The sharp rise in oil prices over the previous three sessions was fueled by expectations of U.S. interest rate cuts that could boost fuel demand, escalating military tensions between Israel and Hezbollah in Lebanon, which could disrupt supply from the key producing region, and concerns about potential closures of Libyan oil fields.

During this period, WTI gained 7.6% and Brent rose by 7%.

The eastern administration in Libya announced on Monday that oil fields in eastern Libya, responsible for nearly all of the country’s production, would be closed, halting both production and exports. This decision followed rising tensions over the leadership of the central bank. However, there was no confirmation from Libya’s internationally recognized government in Tripoli or the National Oil Corporation (NOC), which oversees the country’s oil resources.

This political dispute could potentially impact nearly all of Libya’s 1.17 million barrels per day of oil output, based on the latest Reuters survey data from the Organization of the Petroleum Exporting Countries (OPEC) in July.
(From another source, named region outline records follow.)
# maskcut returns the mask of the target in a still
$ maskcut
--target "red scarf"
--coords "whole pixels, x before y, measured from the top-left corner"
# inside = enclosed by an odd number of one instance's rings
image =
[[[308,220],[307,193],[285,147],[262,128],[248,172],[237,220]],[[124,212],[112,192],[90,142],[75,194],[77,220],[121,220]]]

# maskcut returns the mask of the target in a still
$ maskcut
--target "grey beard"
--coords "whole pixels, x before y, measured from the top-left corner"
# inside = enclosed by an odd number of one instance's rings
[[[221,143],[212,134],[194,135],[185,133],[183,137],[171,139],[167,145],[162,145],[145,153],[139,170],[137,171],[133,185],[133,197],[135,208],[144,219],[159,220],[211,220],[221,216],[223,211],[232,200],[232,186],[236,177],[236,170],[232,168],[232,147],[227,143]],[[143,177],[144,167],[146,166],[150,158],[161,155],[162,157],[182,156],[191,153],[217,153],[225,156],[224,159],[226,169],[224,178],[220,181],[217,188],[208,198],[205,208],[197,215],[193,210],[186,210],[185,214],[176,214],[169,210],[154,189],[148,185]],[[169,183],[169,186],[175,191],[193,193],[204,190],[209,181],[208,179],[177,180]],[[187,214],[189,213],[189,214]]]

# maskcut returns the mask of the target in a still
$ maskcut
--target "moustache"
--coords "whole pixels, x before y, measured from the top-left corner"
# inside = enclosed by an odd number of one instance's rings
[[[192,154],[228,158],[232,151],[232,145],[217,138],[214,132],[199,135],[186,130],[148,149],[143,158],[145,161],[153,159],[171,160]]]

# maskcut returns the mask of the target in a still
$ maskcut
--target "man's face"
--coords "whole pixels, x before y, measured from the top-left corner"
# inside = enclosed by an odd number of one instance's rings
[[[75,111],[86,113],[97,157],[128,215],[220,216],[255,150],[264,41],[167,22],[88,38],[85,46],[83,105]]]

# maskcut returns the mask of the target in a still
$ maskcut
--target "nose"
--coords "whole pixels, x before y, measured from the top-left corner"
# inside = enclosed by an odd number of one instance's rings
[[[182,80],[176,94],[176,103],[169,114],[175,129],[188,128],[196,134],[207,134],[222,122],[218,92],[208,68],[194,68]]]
While concerns about global oil demand, particularly from China, could exert downward pressure on oil prices, the potential shutdown of Libya’s oil fields could tighten supply and slow the decline in prices, according to Vortexa analyst Serena Huang. She also noted, “Other oil producers may be benefiting from higher oil prices and might not rush to increase supply immediately.”

The escalation of conflict between Israel and Hezbollah, marked by significant missile exchanges as Hezbollah retaliates for the killing of a senior commander last month, has also supported oil prices. “Markets remain on edge as skirmishes between Israel and Hezbollah intensify,” analysts at ANZ wrote in a note.

Despite these tensions, a top U.S. general stated on Monday that the risk of a broader war had somewhat diminished, although the possibility of an Iranian strike on Israel remains a concern.